When he phoned biologist Tom Kunz, though, the bat expert warned that the emergence was likely a fluke and that a migrating group had probably just stopped over temporarily.
But the bats came back. And since they arrived in big numbers in 2002, they have never left. Today the ranch is home to year-round populations of Mexican free-tailed bats and cave myotis, another type of bat. Thermal imaging scans show that as many as 400,000 individuals pack shoulder to shoulder along the chiroptorium walls during the summer and fly out nightly to forage for insects. In the winter the population dwindles to 3,000–15,000.
“Our bats are very strange,” says Jared Holmes, staff biologist at Selah, equating the population to the bat version of a wild college fraternity house. While a large maternal population inhabits the space during summer months, it changes when temperatures drop. “We don’t know if the winter colony is just a bunch of lazy males [from northern populations] that don’t want to fly all the way south or something else,” Holmes says.
The maternal population generally shows up in April or May and remains until the heat eases in September or October. Bamberger built the chiroptorium to hold a million individuals, but biologists today believe the cave’s current population represents full capacity. “If you go in there, it’s wall-to-wall bats, and as [evolutionary biologist] Gary McCracken put it, they are a possum’s crawl off the floor,” Holmes says.
Bamberger likes to say you could run around naked all day and never get bitten by a mosquito at his ranch. And while that’s not quite true, the bats do keep down the insect population at Selah.
“It’s David’s bat cave of dreams,” Holmes says. “We’re lucky David tried it.”

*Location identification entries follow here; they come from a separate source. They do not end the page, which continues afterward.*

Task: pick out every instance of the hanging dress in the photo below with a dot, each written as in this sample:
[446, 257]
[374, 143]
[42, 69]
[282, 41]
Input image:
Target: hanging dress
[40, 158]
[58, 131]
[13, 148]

But testing also has shown the cave carries a high load of the fungus that causes white nose syndrome, the disease that has killed millions of bats across the country, mostly in the Northeast. When conditions are right, the fungus blooms, creating an itchy, white, mushroomlike growth on the bats’ faces that wakes them from hibernation. That’s less of a problem in warmer places like Central Texas, where they can still find water and insects year-round, but devastating in colder climates. So far the Selah bats have not shown signs of the disease, but as a precaution, Holmes hopes to pressure-wash the chiroptorium this winter, at night while the population is out foraging.
“If we lose bats, we lose ecosystem services—all that free pest control and food for other animals,” Holmes says. “Bats are in trouble, and we have a very unique opportunity to study how these man-made bat caves can function with fungus and virus and how we can disinfect their habitats. It’s an opportunity to see how we can help bats, and it’s great to have a proven design that we may be able to scale down for smaller colonies.”

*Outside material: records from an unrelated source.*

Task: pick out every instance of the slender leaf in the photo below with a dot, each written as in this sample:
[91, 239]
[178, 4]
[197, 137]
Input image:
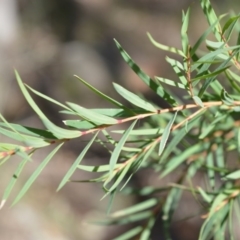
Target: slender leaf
[35, 174]
[76, 163]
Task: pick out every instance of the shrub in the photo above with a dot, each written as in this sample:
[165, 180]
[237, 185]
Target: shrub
[191, 138]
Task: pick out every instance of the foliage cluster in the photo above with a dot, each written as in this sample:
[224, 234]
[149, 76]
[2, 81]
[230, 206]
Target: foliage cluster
[192, 137]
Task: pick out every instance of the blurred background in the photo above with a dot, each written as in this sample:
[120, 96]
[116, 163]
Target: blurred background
[50, 41]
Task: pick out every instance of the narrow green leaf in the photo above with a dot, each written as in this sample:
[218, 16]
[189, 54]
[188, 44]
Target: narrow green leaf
[34, 132]
[57, 131]
[133, 98]
[185, 21]
[118, 148]
[210, 171]
[202, 38]
[169, 207]
[49, 99]
[233, 175]
[12, 182]
[145, 78]
[76, 163]
[212, 74]
[91, 115]
[177, 69]
[166, 134]
[79, 124]
[229, 27]
[129, 234]
[101, 168]
[211, 79]
[35, 174]
[29, 141]
[211, 17]
[177, 160]
[171, 82]
[178, 137]
[136, 208]
[148, 229]
[198, 101]
[119, 178]
[104, 96]
[165, 47]
[204, 195]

Besides, bats don’t deserve their negative reputation, Holmes and Bamberger say. The mammals have long been maligned, equated with evil in old films and described as blood-sucking vermin.

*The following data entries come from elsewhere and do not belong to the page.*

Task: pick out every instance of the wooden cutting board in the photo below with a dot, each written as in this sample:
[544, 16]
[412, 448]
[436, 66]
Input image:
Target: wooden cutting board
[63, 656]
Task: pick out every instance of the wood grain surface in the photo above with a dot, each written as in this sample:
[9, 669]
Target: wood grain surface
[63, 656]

“But everything in the natural world, even things we despise, plays a role in the conservation of planet Earth,” Bamberger says. “From the very beginning of my time here, I knew I wanted to make the ranch something special with Mother Nature. I realized the potential of bats—they would be another thing I could brag about, teach from and demonstrate.
“This is small potatoes, but I think my small potatoes are terribly important.”
Pam LeBlanc is an Austin-based journalist specializing in outdoor adventure and environmental issues. She’s had several close encounters with bats. While crawling through a remote cave last year, one flew up her pants leg. (She didn’t get rabies.) Her first book, My Stories, All True: J. David Bamberger on Life as an Entrepreneur and Conservationist, came out in September.